Where Are The Handcuffs (Hank Paulson)
On the morning of July 21, before the Eton Park meeting, Paulson had spoken to New York Times reporters and editors, according to his Treasury Department schedule. A Times article the next day said the Federal Reserve and the Office of the Comptroller of the Currency were inspecting Fannie and Freddie’s books and cited Paulson as saying he expected their examination would give a signal of confidence to the markets.
This is the narrative we heard on CNBC and elsewhere.
There’s one problem: It was a lie.
At the Eton Park meeting, he sent a different message, according to a fund manager who attended. Over sandwiches and pasta salad, he delivered that information to a group of men capable of profiting from any disclosure.
Around the conference room table were a dozen or so hedge- fund managers and other Wall Street executives — at least five of them alumni of Goldman Sachs Group Inc. (GS), of which Paulson was chief executive officer and chairman from 1999 to 2006. In addition to Eton Park founder Eric Mindich, they included such boldface names as Lone Pine Capital LLC founder Stephen Mandel, Dinakar Singh of TPG-Axon Capital Management LP and Daniel Och of Och-Ziff Capital Management Group LLC.
After a perfunctory discussion of the market turmoil, the fund manager says, the discussion turned to Fannie Mae and Freddie Mac. Paulson said he had erred by not punishing Bear Stearns shareholders more severely. The secretary, then 62, went on to describe a possible scenario for placing Fannie and Freddie into “conservatorship” — a government seizure designed to allow the firms to continue operations despite heavy losses in the mortgage markets.
In other words all equity would be wiped out, as would preferred stock.
Did Paulson break any laws by disclosing his intentions on a preferential basis? That’s a bit more murky. At first blush the answer would appear to be “no”; he had no duty to file an 8K since he wasn’t an officer of Fannie or Freddie, and it would appear that Reg-FD wouldn’t apply to him either.
The better question is whether he was a public fiduciary at the time, in which case disclosing inside information in such a preferential fashion would be a breach.
There’s no way to know if the hedgies involved in the lunch traded on what they learned. The Bloomberg story says that at least one of them called his lawyer who told him to stop trading in any such securities as that was material non-public inside information (duh!) but whether they and the rest did so is an open question.
Both Bill Black and Janet Tavakoli went on the record for Bloomberg:
“You just never ever do that as a government regulator — transmit nonpublic market information to market participants,” says Black, who’s a former general counsel at the Federal Home Loan Bank of San Francisco. “There were no legitimate reasons for those disclosures.”

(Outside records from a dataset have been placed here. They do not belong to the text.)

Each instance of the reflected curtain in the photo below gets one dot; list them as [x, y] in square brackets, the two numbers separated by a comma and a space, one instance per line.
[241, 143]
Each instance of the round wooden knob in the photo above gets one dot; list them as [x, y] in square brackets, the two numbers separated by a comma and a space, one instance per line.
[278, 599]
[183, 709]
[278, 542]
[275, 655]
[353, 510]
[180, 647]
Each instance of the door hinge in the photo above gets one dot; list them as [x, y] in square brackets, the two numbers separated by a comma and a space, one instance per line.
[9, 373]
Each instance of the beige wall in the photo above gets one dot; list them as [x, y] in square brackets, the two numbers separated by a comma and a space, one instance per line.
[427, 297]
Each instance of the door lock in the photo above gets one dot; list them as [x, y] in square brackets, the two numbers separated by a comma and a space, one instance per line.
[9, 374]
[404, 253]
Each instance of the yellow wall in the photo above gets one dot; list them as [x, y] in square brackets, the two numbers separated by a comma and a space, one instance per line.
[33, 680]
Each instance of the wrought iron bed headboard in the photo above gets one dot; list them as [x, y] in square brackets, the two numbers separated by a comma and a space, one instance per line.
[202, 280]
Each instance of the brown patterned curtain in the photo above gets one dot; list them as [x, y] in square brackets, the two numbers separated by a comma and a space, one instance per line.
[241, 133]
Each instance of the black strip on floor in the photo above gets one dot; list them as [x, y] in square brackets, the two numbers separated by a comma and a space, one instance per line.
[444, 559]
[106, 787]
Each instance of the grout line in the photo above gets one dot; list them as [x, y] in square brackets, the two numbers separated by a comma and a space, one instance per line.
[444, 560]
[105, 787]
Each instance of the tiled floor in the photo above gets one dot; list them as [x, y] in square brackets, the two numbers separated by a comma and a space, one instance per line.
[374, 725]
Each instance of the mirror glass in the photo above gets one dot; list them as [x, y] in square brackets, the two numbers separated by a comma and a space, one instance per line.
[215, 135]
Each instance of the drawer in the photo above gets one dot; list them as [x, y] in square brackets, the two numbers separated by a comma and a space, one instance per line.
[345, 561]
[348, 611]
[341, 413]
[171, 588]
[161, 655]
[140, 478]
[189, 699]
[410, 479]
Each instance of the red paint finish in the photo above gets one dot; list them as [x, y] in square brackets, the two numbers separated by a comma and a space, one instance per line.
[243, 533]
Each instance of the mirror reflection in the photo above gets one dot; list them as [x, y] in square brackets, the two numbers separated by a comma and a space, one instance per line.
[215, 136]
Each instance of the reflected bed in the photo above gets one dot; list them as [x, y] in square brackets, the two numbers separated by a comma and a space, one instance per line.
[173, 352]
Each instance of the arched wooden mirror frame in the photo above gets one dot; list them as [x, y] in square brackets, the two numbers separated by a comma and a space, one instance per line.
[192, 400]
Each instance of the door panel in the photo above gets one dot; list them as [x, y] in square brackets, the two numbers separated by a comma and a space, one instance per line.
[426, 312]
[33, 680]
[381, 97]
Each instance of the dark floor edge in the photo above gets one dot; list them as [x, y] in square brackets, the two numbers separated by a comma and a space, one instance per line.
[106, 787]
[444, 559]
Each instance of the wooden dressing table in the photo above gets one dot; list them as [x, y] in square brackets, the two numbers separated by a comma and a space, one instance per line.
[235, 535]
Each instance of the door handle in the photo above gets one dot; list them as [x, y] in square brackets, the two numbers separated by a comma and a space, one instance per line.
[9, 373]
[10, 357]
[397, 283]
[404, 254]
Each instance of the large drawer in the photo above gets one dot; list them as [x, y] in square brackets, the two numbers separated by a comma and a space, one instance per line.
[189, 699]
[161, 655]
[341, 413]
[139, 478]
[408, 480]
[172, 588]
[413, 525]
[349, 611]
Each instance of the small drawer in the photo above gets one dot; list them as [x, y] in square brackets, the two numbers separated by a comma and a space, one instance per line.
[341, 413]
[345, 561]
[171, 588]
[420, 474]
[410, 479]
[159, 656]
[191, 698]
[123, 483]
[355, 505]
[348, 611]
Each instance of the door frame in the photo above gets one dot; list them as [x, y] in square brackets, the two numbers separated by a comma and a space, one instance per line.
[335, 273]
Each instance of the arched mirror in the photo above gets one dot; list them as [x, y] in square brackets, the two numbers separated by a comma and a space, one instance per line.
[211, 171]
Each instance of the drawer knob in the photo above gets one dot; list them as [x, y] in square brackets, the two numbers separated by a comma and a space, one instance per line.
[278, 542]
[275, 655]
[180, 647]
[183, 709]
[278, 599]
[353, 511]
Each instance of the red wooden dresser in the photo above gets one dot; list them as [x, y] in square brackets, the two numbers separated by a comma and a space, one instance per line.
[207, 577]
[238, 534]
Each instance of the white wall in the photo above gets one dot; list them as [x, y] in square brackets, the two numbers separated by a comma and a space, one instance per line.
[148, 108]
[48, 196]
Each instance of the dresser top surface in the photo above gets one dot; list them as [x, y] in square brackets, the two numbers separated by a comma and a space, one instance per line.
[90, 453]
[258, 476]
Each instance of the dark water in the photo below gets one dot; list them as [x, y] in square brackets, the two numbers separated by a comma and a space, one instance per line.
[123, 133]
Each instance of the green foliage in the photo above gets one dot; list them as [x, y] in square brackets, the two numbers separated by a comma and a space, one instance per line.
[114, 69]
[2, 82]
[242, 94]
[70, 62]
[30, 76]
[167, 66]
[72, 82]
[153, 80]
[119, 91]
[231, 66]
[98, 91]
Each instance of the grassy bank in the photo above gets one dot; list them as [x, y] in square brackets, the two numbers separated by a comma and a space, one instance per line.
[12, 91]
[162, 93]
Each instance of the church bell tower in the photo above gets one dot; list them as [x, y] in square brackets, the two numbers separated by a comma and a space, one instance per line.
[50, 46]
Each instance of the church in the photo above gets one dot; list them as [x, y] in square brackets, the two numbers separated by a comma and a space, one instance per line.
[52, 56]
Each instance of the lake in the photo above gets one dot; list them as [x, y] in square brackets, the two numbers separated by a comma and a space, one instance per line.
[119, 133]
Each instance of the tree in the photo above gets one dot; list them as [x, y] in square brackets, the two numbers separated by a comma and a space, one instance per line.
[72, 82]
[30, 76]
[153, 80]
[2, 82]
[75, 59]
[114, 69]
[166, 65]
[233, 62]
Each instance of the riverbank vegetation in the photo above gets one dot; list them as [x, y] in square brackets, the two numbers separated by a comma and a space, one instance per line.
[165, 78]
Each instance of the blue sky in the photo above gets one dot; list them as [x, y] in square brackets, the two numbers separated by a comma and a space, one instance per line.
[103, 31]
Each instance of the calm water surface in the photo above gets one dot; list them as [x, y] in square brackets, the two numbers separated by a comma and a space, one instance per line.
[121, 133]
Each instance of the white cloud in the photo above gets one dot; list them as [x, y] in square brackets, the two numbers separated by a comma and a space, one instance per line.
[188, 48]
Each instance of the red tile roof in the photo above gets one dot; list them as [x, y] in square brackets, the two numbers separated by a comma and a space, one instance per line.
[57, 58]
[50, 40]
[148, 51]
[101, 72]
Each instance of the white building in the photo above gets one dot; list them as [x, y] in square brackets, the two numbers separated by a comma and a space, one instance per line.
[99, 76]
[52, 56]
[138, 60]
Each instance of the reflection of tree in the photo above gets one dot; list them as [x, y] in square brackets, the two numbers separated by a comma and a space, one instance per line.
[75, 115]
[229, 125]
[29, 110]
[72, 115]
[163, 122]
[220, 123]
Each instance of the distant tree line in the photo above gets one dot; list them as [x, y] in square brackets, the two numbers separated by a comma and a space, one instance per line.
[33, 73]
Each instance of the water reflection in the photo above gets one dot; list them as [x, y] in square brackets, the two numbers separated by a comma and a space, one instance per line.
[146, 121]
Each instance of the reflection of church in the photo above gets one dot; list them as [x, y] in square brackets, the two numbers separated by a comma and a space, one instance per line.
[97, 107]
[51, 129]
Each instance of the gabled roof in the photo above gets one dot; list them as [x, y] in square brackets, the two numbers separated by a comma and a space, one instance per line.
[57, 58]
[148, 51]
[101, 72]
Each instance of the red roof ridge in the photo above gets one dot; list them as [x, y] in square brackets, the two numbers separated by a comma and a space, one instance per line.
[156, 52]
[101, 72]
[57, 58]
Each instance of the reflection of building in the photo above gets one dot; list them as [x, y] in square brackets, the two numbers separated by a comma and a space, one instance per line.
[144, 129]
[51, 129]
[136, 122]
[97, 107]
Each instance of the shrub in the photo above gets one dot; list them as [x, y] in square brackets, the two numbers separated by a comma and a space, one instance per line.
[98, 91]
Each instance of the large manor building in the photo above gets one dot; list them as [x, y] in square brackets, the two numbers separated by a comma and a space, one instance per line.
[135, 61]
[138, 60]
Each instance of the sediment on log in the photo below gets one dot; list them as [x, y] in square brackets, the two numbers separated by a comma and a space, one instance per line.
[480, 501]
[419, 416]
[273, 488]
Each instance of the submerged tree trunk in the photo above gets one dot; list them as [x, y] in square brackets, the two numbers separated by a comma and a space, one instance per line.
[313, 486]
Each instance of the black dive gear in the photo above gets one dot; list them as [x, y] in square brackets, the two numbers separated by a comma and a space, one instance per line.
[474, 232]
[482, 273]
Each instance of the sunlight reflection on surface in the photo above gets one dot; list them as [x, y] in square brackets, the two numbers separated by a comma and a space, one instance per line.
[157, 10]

Janet Tavakoli, founder of Chicago-based financial consulting firm Tavakoli Structured Finance Inc., says the meeting fits a pattern.
“What is this but crony capitalism?” she asks. “Most people have had their fill of it.”
Let’s just call this what it really is: Theft.
Remember, all after-IPO trades of a stock or after-issue trades of some other security are at someone else’s profit or expense. That is, if you win someone else either loses directly or they lose opportunity — that is, they sell you their shares, you buy them, they don’t make the money and you do. Likewise, if you buy something and it goes down in price, you take the loss they otherwise would have. And if you short something you’ve borrowed the shares from somebody and the person who you short them to swallows the loss while you gain.
Therefore what we really have to ask here is whether any shareholder of the common or preferred stock has a valid fraud claim against the Government and Paulson personally. After all, his public statements, which if this story is accurate were intentional lies, resulted in a near-doubling of Fannie’s stock over the space of four days.
Isn’t it nice when the government steals your money?
Oh, and why do we sit for this crap again?